The Foundation Stone Haggadah: Urchatz 3: A Message of Hope
Every year we go through the same motions. We have finally made it to the Seder, everyone is at the table, women look exhausted, and there is the tension and excitement similar to when you are sitting on opening night for a new play.
We struggle to make Pesach fresh every year. The “motions” of the 15 steps to the Seder are the same, but the soul, that goes inside of the structure, the order, the “seder” is up to us to renew it, to refresh our souls.
As we recite the 15 steps, we make our way to Kadesh by making our first blessings and then are ready to move to steps 2 & 3: the enactment going to Urchatz and Karpas
So we read, following the script of the Hagadah, and we wash our hands. We know that this washing is without a blessing. As my Rebbi would say< Whyyyy?
So we learn that at the time of Temple in Jerusalem, there where many types of Tumah, (impurities). That one type of tumah was transmitted through water, so before eating a wet vegetable, we had to wash our hands to purify them.
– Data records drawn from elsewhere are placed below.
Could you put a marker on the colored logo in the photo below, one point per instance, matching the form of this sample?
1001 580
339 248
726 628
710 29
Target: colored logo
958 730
So the obvious question is, How come we do not do this any longer?
So our Sages decided that it was too much for the Jewish people to have this additional imposition on them to have to wash our hands (Netilat Yadaim) before eating a wet vegetable, and if some people would do it and others do not, then those people would give an air of arrogance in front of the ones who would not do it, almost as if saying, I am better than you…
But how interesting, that in Pesach, in which we start as slaves and we end as free people, our Sages sanctioned this “washing” as a fundamental step in the Seder. It is almost as if in order to go through the process of becoming a free man, you absolutely need urchatz, in order go eat Karpas.
When we live our life without hope, we are definitely slaves to the particular set of circumstances that was placed in our life for us to deal with. Someone whithout hope is no much more than a robot. In Pesach we start as slaves, and we end singing “May Next Year we all be in Jerusalem. We end Peasch with a high, with a taste of the coming of Moshiach, whichever definition of Moshiach you have (mine is defined by the Rambam, Rabbi Moshe ben Maimon in this 13 principles of faith)
So what is the way I understand the sanctioning of the Sages to include Urchatz before eating Karpas? We are in exile and supposed to keep our hopes up that there is a plan for this existence after all, so washing and bringing a halacha that is needed at the time of the Temple is making that reality much more tangible. At the beginnimg of the Seder we are still slaves. The actual reenactement of this action to act as if the temple were standing and the laws of Tumah were absolutely valid starts permeating into our soul right at the start. It s the message of our Sages that we cannot afford loosing hope, it is a clear re-directing of what is important in our lives, the set the circumstances we are faced with are making us slaves.